BSF Wins Landmark $1.3 Billion Copyright Infringement Verdict for Oracle
Firm Newsletter Spring 2011
On November 23, 2010, a federal court jury in the Northern District of California, after one day of deliberations, ordered SAP AG and its subsidiary TomorrowNow to pay BSF’s client Oracle Corporation $1.3 billion for copyright infringement. It was the largest copyright infringement verdict in history – by a factor of ten. In a story published by The New York Times the verdict was described as a “game-ending homerun type of result.”

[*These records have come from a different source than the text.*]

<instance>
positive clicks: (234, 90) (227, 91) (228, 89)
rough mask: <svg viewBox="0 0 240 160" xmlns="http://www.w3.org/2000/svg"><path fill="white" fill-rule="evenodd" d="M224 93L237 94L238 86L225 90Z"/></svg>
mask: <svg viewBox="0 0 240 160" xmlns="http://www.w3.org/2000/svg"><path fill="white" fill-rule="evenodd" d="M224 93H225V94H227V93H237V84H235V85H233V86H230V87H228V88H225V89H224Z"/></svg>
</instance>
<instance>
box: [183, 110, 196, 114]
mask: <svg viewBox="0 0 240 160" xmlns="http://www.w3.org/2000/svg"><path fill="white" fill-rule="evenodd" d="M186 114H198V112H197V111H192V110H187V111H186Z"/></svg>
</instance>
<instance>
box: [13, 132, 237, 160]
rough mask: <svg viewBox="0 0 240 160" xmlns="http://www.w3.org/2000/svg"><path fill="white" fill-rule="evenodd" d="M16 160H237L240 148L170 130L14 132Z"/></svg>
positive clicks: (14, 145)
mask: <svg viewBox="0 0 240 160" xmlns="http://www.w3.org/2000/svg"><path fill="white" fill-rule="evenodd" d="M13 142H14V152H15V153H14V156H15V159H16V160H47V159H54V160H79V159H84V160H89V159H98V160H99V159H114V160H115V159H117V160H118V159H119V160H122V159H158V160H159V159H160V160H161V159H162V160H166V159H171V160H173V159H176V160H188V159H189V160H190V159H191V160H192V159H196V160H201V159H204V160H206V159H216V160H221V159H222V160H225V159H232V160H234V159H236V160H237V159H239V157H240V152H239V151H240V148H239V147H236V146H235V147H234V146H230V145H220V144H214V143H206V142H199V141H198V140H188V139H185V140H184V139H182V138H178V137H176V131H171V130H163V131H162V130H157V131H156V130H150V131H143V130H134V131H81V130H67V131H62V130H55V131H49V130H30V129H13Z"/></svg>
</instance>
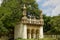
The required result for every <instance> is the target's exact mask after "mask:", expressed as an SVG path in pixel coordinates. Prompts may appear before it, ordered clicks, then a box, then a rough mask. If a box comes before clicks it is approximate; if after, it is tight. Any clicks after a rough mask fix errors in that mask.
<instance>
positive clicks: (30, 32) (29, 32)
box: [29, 30, 31, 39]
mask: <svg viewBox="0 0 60 40" xmlns="http://www.w3.org/2000/svg"><path fill="white" fill-rule="evenodd" d="M29 39H31V30H30V31H29Z"/></svg>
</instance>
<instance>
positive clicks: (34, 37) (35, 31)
mask: <svg viewBox="0 0 60 40" xmlns="http://www.w3.org/2000/svg"><path fill="white" fill-rule="evenodd" d="M33 38H34V39H35V38H36V30H34V32H33Z"/></svg>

BSF Chairman David Boies as lead trial counsel, led Oracle's legal team, which included BSF partners Steve Holtzman, Fred Norton, Kieran Ringgenberg and associate Beko Richardson, as well as Bingham McCutchen partners Geoff Howard, Donn Pickett and Holly House. Oracle alleged that SAP's subsidiary, TomorrowNow, improperly downloaded files from Oracle's customer support website; that SAP used the software to divert customers from Oracle, and that SAP's top executives were aware of TomorrowNow's infringing business model.
SAP argued that damages should be limited to Oracle’s lost profits and disgorgement of the profits TomorrowNow gained from the infringement. (Copyright law gives a successful plaintiff both the plaintiffs’ loss and the defendants’ gain rather than requiring a plaintiff to elect one or the other.) This approach, SAP argued, would result in damages of $40 million or less. In contrast, Oracle argued damages should not be measured by the customers SAP took, but by the amount SAP would have been required to pay, in January 2005 when the infringement began, for a license to use the copyrighted materials it infringed. Given SAP’s own contemporaneous internal projections (which turned out to have been overly optimistic), Oracle argued that such a license would have cost $1.65 billion if paid up front.
The jury accepted Oracle’s argument that it was entitled to the value of the infringed intellectual property, regardless of whether the infringer was successful.